И ложка квартиранта сама застыла в воздухе: в Читу? Вот новость!

– А чем она занимается там, в Чите? – как можно безразличнее спросил он.

– Работа у ей хорошая, чистая, у тепле. Заве… заведуеть она, во как! Садиком заведуеть, куды детишков-то приводят. После школы долго училась… Работящая дека, чё зря гуторить, работящая. И в доме порядок, и сына взростила, нонесь в армию забрали…

– И как служба? Всё нормально у парня?

– А что ему там будет, под присмотром? Там не забалуешь! Денег вот токо просит часто, почитай кажную неделю, и Дорка шлёт, а куды ж денесси… А ты хлебай, хлебай, – всё угощала хозяйка.

И на столе появилась новая еда: нарезанное крупными кусками сало, пряники, вареные яйца, соленые огурцы, варенье и что-то ещё, неопределённое. Но угощаемый точно знал: ничего этого он есть не будет, но обижать хозяйку нельзя, и пришлось попросить добавки. Анна Яковлевна отчего-то обрадовалась и, неся тарелку от маленького кухонного столика, где стояла электрическая плитка с кастрюлей, спросила: «Коль, дак чего с тобою сделалось-то?» Старушка была правильной, сначала накормила, теперь и расспросить можно.

– Да вот приехал к вам сюда, – хотелось сказать: в командировку, но отчего-то не выговаривалось. Но потом ничего, пошло само собой. – Понимаете, ехали со станции на машине, и что-то там случилось… Водитель ушел куда-то и пропал… И я тоже решил: пойду, посмотрю, может, какое село рядом. Ну, и заблудился, к вам вот зашёл… забрался. Извините, так получилось, – не отрывал глаз от тарелки квартирант.
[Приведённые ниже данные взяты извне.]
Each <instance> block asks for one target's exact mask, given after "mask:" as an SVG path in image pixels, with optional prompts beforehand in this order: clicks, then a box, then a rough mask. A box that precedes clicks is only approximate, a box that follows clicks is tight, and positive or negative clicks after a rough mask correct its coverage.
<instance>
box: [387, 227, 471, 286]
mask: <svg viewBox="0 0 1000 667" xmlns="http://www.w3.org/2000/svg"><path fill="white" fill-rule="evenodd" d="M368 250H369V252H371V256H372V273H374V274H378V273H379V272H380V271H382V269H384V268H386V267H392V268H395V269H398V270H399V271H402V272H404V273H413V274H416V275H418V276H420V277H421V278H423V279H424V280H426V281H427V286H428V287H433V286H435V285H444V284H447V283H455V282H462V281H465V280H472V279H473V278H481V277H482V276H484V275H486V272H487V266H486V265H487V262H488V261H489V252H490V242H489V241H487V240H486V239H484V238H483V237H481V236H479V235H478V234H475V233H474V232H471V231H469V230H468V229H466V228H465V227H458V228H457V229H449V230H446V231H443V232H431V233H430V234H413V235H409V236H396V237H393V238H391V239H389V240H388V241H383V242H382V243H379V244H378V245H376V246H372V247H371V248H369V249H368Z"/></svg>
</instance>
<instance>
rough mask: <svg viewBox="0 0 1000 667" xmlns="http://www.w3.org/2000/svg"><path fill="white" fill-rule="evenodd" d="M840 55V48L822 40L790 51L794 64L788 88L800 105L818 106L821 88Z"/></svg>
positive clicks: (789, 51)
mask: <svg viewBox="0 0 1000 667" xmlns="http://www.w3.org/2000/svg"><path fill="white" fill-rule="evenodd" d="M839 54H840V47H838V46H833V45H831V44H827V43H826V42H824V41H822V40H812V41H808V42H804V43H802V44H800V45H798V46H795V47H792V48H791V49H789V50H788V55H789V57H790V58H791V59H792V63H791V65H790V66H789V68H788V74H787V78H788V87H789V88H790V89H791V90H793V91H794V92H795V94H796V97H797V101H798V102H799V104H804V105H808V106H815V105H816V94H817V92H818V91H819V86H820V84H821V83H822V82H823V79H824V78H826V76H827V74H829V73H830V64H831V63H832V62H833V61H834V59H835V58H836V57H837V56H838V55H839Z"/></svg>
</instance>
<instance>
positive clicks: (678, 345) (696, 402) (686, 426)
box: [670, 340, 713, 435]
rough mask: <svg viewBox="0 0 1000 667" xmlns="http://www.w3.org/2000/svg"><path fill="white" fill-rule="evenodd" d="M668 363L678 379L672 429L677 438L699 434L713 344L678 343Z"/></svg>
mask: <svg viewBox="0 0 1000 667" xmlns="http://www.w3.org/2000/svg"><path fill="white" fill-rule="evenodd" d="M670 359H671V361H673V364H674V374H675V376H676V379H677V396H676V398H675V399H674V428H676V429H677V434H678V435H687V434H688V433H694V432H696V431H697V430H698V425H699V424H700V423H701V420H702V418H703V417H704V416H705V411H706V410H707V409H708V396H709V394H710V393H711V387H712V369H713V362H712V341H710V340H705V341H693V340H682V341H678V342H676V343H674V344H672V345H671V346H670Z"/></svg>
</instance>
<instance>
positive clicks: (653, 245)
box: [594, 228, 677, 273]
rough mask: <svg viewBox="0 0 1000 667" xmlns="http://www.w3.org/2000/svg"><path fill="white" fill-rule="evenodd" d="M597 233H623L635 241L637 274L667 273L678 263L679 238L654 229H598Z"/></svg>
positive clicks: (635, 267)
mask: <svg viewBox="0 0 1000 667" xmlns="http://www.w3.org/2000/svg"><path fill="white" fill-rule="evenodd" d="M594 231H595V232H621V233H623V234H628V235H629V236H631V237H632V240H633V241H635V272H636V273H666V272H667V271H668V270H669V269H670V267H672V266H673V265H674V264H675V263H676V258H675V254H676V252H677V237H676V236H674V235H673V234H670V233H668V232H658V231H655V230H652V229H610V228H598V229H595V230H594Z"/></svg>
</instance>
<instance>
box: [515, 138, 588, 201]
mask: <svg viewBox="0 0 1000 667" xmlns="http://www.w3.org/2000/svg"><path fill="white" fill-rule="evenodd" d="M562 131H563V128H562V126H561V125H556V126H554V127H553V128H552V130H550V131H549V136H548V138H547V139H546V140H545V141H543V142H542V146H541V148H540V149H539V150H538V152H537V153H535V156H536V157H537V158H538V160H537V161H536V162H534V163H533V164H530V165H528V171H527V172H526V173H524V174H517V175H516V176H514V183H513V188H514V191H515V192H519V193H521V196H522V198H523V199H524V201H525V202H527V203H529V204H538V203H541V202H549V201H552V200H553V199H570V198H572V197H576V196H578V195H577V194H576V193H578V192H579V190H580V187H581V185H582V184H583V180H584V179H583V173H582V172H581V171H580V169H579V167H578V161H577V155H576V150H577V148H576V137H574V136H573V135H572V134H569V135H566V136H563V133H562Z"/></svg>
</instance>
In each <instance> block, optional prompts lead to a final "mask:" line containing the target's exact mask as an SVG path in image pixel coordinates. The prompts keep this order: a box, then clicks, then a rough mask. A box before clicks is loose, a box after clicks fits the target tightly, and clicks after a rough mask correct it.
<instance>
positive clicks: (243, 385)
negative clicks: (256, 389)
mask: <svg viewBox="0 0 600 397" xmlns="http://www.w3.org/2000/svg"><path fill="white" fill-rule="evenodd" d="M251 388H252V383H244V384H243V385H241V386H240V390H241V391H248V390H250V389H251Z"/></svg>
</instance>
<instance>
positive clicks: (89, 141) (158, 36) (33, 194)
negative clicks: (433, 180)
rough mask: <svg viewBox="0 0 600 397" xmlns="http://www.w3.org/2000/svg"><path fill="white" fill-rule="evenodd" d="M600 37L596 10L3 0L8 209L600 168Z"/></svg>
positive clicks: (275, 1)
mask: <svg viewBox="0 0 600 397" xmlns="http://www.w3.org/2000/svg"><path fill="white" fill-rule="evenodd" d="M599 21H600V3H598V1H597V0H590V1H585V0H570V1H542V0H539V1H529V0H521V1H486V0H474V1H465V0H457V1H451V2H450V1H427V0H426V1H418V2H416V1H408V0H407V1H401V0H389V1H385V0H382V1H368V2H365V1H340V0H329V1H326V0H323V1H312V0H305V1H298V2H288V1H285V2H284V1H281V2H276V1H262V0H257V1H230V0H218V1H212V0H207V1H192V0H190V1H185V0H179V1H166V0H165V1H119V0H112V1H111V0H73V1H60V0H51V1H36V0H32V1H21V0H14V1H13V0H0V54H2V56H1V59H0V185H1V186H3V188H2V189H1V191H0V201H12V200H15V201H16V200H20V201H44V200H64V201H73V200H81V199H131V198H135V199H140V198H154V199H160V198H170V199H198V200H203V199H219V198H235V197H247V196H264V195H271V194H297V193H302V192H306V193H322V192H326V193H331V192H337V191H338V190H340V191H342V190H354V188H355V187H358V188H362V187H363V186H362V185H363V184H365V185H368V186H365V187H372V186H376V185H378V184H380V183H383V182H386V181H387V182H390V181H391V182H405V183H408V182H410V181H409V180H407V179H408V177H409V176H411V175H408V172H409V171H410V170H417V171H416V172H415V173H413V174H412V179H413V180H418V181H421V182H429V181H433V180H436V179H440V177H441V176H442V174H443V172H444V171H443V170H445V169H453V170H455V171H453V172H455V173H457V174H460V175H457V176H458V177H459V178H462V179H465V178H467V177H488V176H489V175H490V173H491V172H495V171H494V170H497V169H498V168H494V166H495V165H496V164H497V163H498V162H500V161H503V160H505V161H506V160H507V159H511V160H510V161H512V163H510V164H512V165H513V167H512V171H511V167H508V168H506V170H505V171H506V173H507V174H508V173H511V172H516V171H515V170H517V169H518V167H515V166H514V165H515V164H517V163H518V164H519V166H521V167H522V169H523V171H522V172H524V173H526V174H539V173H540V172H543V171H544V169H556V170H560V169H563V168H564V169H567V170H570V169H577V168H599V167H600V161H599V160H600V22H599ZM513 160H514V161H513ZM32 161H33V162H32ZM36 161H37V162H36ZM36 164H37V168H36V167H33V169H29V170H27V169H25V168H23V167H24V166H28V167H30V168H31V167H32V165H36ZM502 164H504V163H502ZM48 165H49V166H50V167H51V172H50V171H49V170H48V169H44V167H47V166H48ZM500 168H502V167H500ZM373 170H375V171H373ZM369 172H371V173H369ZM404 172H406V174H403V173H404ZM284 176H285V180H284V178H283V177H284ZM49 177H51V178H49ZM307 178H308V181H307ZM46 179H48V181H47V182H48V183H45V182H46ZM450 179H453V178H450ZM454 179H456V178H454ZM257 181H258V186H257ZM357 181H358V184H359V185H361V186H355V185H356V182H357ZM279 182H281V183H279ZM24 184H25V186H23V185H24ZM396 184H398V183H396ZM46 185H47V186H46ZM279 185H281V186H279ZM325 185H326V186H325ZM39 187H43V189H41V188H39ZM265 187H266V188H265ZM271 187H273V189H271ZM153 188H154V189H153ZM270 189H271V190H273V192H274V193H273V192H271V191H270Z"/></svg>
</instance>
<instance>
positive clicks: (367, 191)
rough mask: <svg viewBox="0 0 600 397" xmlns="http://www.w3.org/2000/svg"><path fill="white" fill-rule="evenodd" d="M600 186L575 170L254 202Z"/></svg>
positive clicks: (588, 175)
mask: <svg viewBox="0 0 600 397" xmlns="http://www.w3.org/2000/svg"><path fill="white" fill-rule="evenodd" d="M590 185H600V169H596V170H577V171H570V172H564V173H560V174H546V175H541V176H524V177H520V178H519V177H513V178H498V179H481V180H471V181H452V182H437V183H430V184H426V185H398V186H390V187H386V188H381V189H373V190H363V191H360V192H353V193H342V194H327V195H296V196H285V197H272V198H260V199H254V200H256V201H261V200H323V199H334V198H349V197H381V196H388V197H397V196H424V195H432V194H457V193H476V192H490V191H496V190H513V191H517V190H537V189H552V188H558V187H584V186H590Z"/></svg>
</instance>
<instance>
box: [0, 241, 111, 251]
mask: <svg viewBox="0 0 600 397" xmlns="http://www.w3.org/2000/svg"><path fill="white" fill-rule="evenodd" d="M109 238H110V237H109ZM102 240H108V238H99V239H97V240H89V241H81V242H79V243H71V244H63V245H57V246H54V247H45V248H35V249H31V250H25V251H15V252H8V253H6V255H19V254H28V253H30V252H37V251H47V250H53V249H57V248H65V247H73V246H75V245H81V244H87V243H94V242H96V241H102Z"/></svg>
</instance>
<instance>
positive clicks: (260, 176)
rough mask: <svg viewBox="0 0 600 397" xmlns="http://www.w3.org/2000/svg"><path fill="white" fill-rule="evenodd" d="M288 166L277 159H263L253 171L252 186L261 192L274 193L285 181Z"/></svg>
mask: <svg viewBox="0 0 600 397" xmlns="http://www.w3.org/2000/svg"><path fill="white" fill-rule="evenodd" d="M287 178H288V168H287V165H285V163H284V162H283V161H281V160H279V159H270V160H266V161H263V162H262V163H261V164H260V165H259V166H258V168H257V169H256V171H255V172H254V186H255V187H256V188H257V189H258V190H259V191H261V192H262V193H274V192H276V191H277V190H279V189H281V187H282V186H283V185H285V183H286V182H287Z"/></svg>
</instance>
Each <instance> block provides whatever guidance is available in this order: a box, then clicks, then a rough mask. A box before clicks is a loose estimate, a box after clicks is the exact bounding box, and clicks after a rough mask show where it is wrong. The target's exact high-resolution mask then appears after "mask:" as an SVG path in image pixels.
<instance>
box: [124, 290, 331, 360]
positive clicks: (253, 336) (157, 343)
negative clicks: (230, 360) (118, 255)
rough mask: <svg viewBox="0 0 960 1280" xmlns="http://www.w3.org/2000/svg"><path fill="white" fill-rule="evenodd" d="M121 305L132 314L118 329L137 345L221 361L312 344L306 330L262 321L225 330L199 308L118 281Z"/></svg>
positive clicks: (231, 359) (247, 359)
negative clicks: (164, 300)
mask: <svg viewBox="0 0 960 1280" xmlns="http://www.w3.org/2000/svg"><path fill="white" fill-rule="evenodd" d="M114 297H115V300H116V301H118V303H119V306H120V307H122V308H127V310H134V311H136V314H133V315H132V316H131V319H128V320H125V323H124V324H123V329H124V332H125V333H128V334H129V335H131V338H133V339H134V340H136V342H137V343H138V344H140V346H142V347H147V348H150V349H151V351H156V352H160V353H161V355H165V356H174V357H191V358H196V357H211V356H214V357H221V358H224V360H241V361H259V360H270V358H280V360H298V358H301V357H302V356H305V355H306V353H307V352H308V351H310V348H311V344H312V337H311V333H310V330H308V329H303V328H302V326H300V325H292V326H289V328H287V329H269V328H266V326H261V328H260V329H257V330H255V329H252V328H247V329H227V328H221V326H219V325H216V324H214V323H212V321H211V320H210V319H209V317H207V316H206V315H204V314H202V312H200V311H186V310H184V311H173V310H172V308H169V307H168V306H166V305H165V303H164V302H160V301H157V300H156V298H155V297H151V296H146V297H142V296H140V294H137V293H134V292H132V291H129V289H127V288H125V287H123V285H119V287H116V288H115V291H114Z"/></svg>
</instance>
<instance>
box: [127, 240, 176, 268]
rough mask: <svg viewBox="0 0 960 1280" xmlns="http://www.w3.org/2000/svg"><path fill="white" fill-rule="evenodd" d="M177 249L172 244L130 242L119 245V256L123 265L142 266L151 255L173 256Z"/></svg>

– Ой, усе бывает. Живой остался, и ладно. Это тебе Николай угодник помогает. Глянь сюды, – показала Анна Яковлевна на тёмную иконку в углу. – Это Никола вешний. Папаня мой его оченно почитал. Как в дорогу куда ладилсса, так всё к нему, к Николе: помоги!

– А село ваше как называется?

– Так ты и не знаешь, где обретаесси? Улятуевка и называсса.

– Красивые у вас здесь места… «Только век бы их не видеть» – договорил беглец про себя, и отчего-то стало неловко. Причём тут село!

– Эх, како красиво! Вот в ранешнее время такое хорошее село было, а теперича дворов триста токо и осталось. Село-то старинное, лет, лет ему и памяти нет, ещё при царе Горохе строилось. Слыхал про соляную дорогу, нет ли? Казачья станица была. Домы какие были – как в городе, по лестнице наверх забирались! И амбары высоченные! А праздники каки были, в других местах про такие не слыхивали: Духов день, Кирики-Улиты, Митрий – рекостав…

Старушка всё рассказывала, рассказывала, а беглец, слушая вполуха, вяло пережидал этнографический экскурс. Его больше занимал вопрос, правильно ли то, что он назвался инженером из Новосибирска. Вранья здесь было вообще-то немного, он ведь инженер? Инженер, хотя теперь это вопрос спорный. Но в Новосибирске бывал, там с шумом и треском и закончилась вольная жизнь. Но это сейчас к делу не относится. Больше почему-то занимало другое: он мало что знает о горном деле. А сколько ещё предстоит врать?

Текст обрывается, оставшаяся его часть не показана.